«Kostenlos Welpen abzugeben» stand auf einem Schild in der US-Stadt Tucson. Ein junger Mann sieht dies und meldet sich bei der aufgeführten Adresse.
Kaum hat er Neo mit seinen aufgestellten Ohren und seinen bernsteinfarbenen Augen zum ersten Mal gesehen, kann der Hundeliebhaber aus Arizona nicht anders und nimmt das Tier mit nach Hause.
Schnell stellt sich jedoch raus, dass es sich bei Neo nicht um einen gewöhnlichen Hund handelt. Er ist sehr ängstlich gegenüber anderen Menschen und schleicht wenn immer möglich um sein neues Herrchen herum.
Da sein Besitzer jedoch ein Vollzeitstudium absolviert und nebenbei noch aushilfsweise arbeitet, bleibt Neo oft allein zu Hause.
Täglich springt er über den Gartenzaun, um die Nachbarshunde zu besuchen. Selbst ein höherer Zaun nützt nichts gegen die Triebe des Vierbeiners. Er verbeisst das Gehege oder gräbt Löcher in den Boden, um zu entwischen.
Der Besitzer steht dem seltsamen Verhalten seines Haustiers ratlos gegenüber. Da es immer grössere Schwierigkeiten mit dem Tier gibt, ist der junge Student schliesslich gezwungen, Neo in ein Tierheim zu bringen.
Der leitende Tierarzt der Humane Society of Southern Arizona stellt dem «Hunde»-Halter die erschreckende Frage: «Sie wissen schon, dass das nicht wirklich ein Hund ist, oder?»
Neo ist ein sogenannter «High Content»-Wolfshund, eine Kreuzung von Hund und Wolf, bei welcher der genetische Wolfsanteil höher ist als der Hundepart.
Nicht nur die physischen Merkmale, sondern auch sein Verhalten deuten auf Neos wahren genetischen Code hin: Das starke Verlangen die Nachbarshunde zu besuchen etwa ist nicht ausgeprägte Spiellust, sondern das typische Charaktermerkmal dieser Tiere, im Rudel zu leben. Auch das Desinteresse an anderen Menschen ausser seines Herrchens und das Ablehnen von Leckereien sind Signale für Neos nahe Verwandtschaft Isegrim.
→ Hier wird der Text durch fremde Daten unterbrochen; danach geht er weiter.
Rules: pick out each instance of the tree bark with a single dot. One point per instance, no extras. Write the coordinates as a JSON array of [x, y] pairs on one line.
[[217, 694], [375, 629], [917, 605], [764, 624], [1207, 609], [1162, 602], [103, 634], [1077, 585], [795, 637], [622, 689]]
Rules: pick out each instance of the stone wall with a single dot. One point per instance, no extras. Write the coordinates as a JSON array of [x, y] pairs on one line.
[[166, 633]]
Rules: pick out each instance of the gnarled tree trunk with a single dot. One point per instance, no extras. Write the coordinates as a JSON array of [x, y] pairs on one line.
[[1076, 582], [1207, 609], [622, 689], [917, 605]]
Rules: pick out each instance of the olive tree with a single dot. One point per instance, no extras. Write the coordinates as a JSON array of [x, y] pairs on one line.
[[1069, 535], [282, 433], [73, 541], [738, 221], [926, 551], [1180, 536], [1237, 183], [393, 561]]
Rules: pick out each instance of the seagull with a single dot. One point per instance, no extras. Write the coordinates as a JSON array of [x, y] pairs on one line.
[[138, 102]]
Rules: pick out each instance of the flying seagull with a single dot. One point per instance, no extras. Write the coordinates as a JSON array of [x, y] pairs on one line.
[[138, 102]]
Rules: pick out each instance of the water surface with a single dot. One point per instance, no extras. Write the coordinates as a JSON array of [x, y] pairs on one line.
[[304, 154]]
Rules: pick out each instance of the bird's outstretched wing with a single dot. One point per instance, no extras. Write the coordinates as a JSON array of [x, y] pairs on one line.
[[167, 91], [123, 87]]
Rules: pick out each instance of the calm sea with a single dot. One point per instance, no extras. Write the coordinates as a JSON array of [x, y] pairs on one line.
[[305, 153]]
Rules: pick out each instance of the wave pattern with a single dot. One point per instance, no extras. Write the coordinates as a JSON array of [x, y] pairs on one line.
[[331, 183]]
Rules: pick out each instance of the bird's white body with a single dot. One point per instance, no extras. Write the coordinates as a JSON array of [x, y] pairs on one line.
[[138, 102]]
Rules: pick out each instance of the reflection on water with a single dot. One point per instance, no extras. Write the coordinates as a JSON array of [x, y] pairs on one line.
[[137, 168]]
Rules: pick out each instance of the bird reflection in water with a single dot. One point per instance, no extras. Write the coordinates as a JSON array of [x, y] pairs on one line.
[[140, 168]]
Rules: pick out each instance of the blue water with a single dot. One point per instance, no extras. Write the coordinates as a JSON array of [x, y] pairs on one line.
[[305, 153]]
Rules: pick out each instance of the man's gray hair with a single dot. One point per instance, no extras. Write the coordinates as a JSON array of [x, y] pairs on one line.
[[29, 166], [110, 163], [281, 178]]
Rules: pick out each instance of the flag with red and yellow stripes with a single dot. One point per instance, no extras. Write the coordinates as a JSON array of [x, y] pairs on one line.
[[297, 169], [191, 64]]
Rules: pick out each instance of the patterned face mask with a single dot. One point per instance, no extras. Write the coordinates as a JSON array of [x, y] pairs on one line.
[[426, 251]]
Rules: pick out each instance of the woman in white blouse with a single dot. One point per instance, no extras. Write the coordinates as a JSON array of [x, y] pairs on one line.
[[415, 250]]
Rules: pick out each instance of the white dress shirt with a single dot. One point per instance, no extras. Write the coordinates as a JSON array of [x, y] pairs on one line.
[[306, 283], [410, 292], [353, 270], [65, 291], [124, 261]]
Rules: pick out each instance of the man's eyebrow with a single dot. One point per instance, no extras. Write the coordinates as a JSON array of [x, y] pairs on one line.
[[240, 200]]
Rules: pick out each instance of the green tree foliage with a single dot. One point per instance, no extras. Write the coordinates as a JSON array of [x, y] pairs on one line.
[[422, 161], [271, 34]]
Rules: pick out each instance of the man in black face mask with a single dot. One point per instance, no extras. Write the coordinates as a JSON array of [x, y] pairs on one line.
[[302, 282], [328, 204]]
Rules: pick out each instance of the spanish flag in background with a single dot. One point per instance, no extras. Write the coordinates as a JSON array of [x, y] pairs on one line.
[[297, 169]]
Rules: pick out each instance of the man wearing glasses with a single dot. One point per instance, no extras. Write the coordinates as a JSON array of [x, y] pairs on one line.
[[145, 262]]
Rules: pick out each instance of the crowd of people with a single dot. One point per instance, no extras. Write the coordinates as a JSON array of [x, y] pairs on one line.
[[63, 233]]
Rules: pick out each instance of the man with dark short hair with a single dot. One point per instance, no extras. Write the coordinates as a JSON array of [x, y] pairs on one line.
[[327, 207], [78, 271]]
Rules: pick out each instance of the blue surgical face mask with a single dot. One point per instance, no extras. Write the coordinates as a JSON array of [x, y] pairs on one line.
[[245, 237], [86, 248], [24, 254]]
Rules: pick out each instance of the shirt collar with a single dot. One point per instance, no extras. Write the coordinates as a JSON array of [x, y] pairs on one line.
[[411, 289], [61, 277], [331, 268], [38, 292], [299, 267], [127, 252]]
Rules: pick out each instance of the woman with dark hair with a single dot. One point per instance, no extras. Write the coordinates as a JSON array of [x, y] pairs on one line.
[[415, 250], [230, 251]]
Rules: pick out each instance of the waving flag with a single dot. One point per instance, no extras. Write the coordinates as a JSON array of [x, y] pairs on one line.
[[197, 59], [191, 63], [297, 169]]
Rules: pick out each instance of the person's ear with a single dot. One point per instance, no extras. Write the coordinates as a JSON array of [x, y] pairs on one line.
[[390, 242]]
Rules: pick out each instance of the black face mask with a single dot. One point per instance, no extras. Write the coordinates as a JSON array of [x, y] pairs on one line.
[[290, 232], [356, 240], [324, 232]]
Da es in den meisten Staaten der USA verboten ist, Wolfshunde zu halten, kommt Neo in eine Auffangstation der Organisation Wolf Connection.
Die ehrenamtlichen Mitarbeiter von Wolf Connection bemühen sich, den Wolfshunden ein möglichst artgerechtes Zuhause zu bieten. Nächtliches Vollmond-Geheule inklusive.
Auch wenn es dem Tierschutz fast nicht gerecht werden kann, ist das Halten von Wolfshunden mit möglichst grossem Wolfsanteil in vielen Ländern ein grosser Trend. Die Vorstellung, ein Stück rohe Natur im Haushalt zu haben, scheint für viele Leute reizvoll zu sein.
Ab der fünften Generation gelten Wolfshybriden als «normale» Hunde. «Wie hoch der genetische Wolfsanteil wirklich ist, lässt sich nur schwer feststellen», sagt Genetiker Carsten Nowak von der Senckenberg-Gesellschaft für Naturforschung gegenüber der Zeit.
Für das Leben in der Obhut von Menschen sind die meisten Wolfshunde jedoch überhaupt nicht geeignet. Der illegale Handel mit diesen Tieren blüht aber trotzdem.